The "hut" turned out to be a very-nice full-blown lodge, where we dumped our stuff before (since we hadn't had enough yet) hiking on up to the very top of the mountain, another hour or so up. At the top, it was bitingly cold and windy, but the view, even despite the low-hanging clouds, was astounding. The mountain stood right over Innsbruck, which sits just at the intersection of three valleys into one; from the top, you can see down all of them until the green valley floor and the dark blue-green peaks meld into a dark haze in the distance. The bellies of the low-hanging clouds were just brushing the peaks of the mountains, and every so often a shaft of light would pierce through the grey and illuminate a patch of the valley in brilliant gold.
We didn't stay up there long because it was too cold, so we headed back down to have a delicious dinner instead.
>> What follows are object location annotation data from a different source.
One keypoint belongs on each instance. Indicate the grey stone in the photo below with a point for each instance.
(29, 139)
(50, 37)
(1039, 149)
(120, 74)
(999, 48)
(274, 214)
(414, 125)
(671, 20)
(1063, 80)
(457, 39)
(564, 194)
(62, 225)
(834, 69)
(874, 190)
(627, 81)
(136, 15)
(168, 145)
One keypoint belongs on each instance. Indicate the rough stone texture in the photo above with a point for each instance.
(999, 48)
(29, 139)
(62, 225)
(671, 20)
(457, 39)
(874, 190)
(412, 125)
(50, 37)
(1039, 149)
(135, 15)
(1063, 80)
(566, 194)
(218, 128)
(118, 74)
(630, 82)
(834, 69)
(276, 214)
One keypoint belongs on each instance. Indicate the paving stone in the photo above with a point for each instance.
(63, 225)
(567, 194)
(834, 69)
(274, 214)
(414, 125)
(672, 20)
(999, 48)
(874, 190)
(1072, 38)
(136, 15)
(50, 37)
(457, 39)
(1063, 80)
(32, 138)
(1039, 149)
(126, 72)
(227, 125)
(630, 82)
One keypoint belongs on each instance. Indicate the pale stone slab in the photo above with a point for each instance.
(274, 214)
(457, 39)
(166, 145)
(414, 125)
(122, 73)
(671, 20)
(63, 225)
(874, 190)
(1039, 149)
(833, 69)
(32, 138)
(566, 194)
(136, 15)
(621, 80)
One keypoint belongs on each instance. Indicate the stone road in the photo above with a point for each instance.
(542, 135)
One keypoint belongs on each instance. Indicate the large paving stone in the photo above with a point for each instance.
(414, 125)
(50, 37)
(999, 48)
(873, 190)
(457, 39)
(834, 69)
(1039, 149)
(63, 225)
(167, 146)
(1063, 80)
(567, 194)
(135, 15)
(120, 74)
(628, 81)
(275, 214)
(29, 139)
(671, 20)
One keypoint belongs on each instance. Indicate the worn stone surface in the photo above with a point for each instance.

After coffee and admiring the view of the valleys lit up in the darkness, we retreated to our room to sleep.
The next day dawned bright and clear, so we packed up and set off on the longest, most roundabout way possible back to Innsbruck. No, really, but we did this on purpose: hiking down from the top, we descended through the forests from one little Alpine hut to the next: having drinks at one, then lunch at the next, and so on. We had great opportunities to see the smaller towns in the valley as we went down, finally ending up in the town of Rinn, where we caught the bus back to Innsbruck. This expedition took us all day, at which point we returned to our previous hotel for the night.
Which brings us to today, which is mostly boring, since it involved a lot of sitting in trains, staring out the windows at the waterlogged green countryside. The journey from Innsbruck to our next destination, Gimmelwald, only got interesting once we arrived in Interlaken, our first destination in Switzerland. For a brief spell, the sun broke through the clouds, so we took a train break to walk through the town and get groceries before the sky opened up again. Once the rain'd kicked up again, we got back on another train and headed deeper up into the valley.
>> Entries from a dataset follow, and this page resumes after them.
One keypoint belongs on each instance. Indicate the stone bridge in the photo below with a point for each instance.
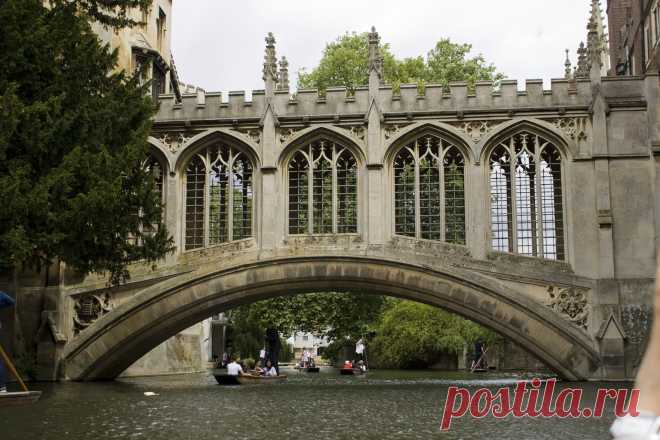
(533, 212)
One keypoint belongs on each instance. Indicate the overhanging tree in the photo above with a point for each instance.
(73, 139)
(345, 62)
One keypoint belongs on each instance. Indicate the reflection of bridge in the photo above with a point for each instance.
(531, 212)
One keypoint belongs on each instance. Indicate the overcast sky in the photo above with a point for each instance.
(219, 44)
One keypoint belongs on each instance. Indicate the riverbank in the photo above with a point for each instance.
(382, 404)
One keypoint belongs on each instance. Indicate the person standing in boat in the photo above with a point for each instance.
(479, 356)
(273, 347)
(359, 349)
(270, 369)
(234, 368)
(5, 301)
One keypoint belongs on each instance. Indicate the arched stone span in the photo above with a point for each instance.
(121, 337)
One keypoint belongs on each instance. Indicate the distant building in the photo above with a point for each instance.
(634, 27)
(146, 45)
(307, 341)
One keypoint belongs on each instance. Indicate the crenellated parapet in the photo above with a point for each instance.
(411, 101)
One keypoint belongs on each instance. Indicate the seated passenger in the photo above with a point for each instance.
(270, 369)
(234, 368)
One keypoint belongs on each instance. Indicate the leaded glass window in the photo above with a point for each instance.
(322, 180)
(219, 197)
(429, 190)
(526, 197)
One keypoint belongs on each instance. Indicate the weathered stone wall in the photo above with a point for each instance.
(606, 128)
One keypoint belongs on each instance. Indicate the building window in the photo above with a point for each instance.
(219, 197)
(647, 43)
(161, 28)
(429, 190)
(656, 21)
(154, 167)
(158, 82)
(526, 197)
(323, 189)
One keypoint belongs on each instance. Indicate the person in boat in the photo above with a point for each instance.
(272, 346)
(234, 368)
(5, 301)
(359, 349)
(479, 355)
(270, 369)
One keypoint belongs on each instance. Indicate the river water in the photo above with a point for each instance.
(380, 405)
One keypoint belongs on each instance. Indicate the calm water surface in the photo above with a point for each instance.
(382, 405)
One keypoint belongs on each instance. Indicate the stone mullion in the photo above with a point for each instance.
(310, 191)
(207, 199)
(418, 219)
(230, 194)
(334, 189)
(441, 174)
(538, 178)
(514, 204)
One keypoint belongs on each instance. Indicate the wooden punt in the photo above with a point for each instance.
(226, 379)
(19, 398)
(351, 371)
(247, 379)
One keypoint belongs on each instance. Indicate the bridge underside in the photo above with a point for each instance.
(118, 339)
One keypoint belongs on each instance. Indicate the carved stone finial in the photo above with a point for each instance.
(270, 59)
(283, 83)
(375, 57)
(582, 70)
(597, 45)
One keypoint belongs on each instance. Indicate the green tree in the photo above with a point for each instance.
(410, 334)
(345, 62)
(73, 139)
(334, 315)
(114, 13)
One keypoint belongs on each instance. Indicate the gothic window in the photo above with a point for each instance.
(429, 190)
(219, 197)
(323, 189)
(154, 167)
(526, 201)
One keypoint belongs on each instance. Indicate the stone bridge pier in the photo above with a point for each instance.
(532, 211)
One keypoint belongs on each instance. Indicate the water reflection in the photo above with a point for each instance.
(381, 405)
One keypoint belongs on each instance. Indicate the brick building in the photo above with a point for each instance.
(634, 31)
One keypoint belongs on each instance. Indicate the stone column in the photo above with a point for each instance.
(269, 215)
(375, 204)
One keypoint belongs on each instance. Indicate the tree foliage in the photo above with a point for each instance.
(411, 334)
(113, 13)
(332, 314)
(73, 138)
(345, 62)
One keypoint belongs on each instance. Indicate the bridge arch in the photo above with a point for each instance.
(537, 126)
(446, 131)
(153, 315)
(210, 136)
(330, 132)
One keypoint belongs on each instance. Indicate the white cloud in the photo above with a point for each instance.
(219, 45)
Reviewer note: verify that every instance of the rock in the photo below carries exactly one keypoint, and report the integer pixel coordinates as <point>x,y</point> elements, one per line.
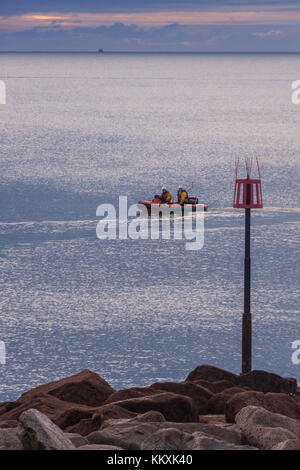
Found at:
<point>200,441</point>
<point>258,380</point>
<point>86,391</point>
<point>130,436</point>
<point>72,416</point>
<point>99,447</point>
<point>216,404</point>
<point>264,429</point>
<point>128,393</point>
<point>37,432</point>
<point>211,374</point>
<point>165,439</point>
<point>275,402</point>
<point>263,381</point>
<point>76,439</point>
<point>212,419</point>
<point>176,439</point>
<point>9,423</point>
<point>46,404</point>
<point>174,407</point>
<point>86,388</point>
<point>149,417</point>
<point>290,444</point>
<point>9,439</point>
<point>199,394</point>
<point>215,387</point>
<point>102,414</point>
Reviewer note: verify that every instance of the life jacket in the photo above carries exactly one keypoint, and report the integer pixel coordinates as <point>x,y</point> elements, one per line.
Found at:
<point>183,196</point>
<point>166,196</point>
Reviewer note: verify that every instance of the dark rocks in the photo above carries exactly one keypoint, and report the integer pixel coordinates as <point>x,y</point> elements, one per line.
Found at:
<point>9,439</point>
<point>199,394</point>
<point>72,416</point>
<point>128,393</point>
<point>211,374</point>
<point>259,380</point>
<point>264,429</point>
<point>174,407</point>
<point>275,402</point>
<point>37,432</point>
<point>215,387</point>
<point>84,412</point>
<point>168,435</point>
<point>216,404</point>
<point>85,388</point>
<point>263,381</point>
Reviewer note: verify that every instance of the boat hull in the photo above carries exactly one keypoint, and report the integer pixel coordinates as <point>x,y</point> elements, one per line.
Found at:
<point>149,205</point>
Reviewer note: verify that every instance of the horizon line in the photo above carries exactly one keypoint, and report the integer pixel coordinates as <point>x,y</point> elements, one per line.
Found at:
<point>148,52</point>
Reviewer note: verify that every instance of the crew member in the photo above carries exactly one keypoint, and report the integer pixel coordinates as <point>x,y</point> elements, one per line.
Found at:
<point>182,196</point>
<point>165,196</point>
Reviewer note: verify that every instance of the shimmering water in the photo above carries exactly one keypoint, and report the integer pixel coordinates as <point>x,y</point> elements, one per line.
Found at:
<point>81,129</point>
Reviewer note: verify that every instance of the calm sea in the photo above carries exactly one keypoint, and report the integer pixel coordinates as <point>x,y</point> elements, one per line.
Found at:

Since it's getting late and I'm tired, I cannot do Switzerland justice. Words can't and pictures can't; you have to go there and see it, but even then you won't believe it, because it's simply too magnificent to be real. The Interlaken/Lauterbrunnen valley is carpeted in green and dotted with elegantly decorated little huts, with the pale grey-brown river tumbling and foaming its way down towards the lakes. But above and on either side, the mountains rise almost straight out of the ground; you have to crane your neck to see the top of the sheer sides, where the dark green fuzz of pine trees mark the edge of the level ground. Streams hurl themselves off the mountaintops with wild abandon, plunging in a fine mist down the rocks to join the river below. It is altogether magical.
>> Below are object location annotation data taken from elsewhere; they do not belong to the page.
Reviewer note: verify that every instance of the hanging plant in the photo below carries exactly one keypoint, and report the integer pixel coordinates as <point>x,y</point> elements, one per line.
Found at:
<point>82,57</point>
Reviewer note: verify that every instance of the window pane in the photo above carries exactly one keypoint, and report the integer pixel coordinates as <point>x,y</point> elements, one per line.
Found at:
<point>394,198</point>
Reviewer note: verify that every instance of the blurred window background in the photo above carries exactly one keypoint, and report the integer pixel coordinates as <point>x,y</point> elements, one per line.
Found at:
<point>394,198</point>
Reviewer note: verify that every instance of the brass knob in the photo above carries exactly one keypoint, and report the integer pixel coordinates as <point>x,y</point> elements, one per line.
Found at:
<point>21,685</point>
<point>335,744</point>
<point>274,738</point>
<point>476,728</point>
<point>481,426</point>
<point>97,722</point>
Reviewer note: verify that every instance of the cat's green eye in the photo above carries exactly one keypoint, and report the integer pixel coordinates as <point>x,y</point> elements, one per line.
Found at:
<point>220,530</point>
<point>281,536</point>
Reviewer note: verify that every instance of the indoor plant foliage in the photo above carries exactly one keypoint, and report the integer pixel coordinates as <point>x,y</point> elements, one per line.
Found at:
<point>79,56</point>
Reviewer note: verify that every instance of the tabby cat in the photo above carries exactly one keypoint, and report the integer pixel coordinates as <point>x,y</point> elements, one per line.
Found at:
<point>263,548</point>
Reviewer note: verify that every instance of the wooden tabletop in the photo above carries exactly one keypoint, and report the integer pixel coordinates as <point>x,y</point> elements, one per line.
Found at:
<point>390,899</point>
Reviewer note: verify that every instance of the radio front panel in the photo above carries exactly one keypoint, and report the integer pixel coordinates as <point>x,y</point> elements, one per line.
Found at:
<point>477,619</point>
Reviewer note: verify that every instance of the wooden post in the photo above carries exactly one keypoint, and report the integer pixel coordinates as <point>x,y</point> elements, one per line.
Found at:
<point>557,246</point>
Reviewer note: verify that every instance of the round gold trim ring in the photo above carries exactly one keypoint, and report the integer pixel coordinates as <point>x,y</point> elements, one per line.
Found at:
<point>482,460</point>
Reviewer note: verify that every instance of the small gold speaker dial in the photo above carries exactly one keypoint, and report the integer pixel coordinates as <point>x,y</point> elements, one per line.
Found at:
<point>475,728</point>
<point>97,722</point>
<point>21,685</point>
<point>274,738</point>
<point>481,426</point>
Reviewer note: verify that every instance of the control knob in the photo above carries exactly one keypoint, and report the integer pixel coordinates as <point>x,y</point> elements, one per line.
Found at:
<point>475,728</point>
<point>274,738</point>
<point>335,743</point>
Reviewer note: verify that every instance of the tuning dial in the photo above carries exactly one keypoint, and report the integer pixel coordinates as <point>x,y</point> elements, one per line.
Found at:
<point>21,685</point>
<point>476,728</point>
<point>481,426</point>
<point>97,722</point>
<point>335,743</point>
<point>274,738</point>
We took a bus through this wonderland of misty grey and impossible green until the valley simply came to a very steep dead end, at which point we caught the cable car up the cliff face--looking down at the suicidal waterfalls from above--to a group of houses just close enough to be called a town and bear a name. Gimmelwald is a haven for backpackers, free spirits, and lone wolves to hike and breathe in the wild air of the mountains, which is what we're hoping to do. If we can get some good weather.
It's nearing midnight and I'm short on sleep as it is, so here in the common room of the Mountain Hostel, listening to the obnoxious American in overalls play the guitar and the Irish guys talking about the lack of interdental fricatives in their dialect (though not, of course, in those words), I will leave you. Welcome to the mountains. Enjoy.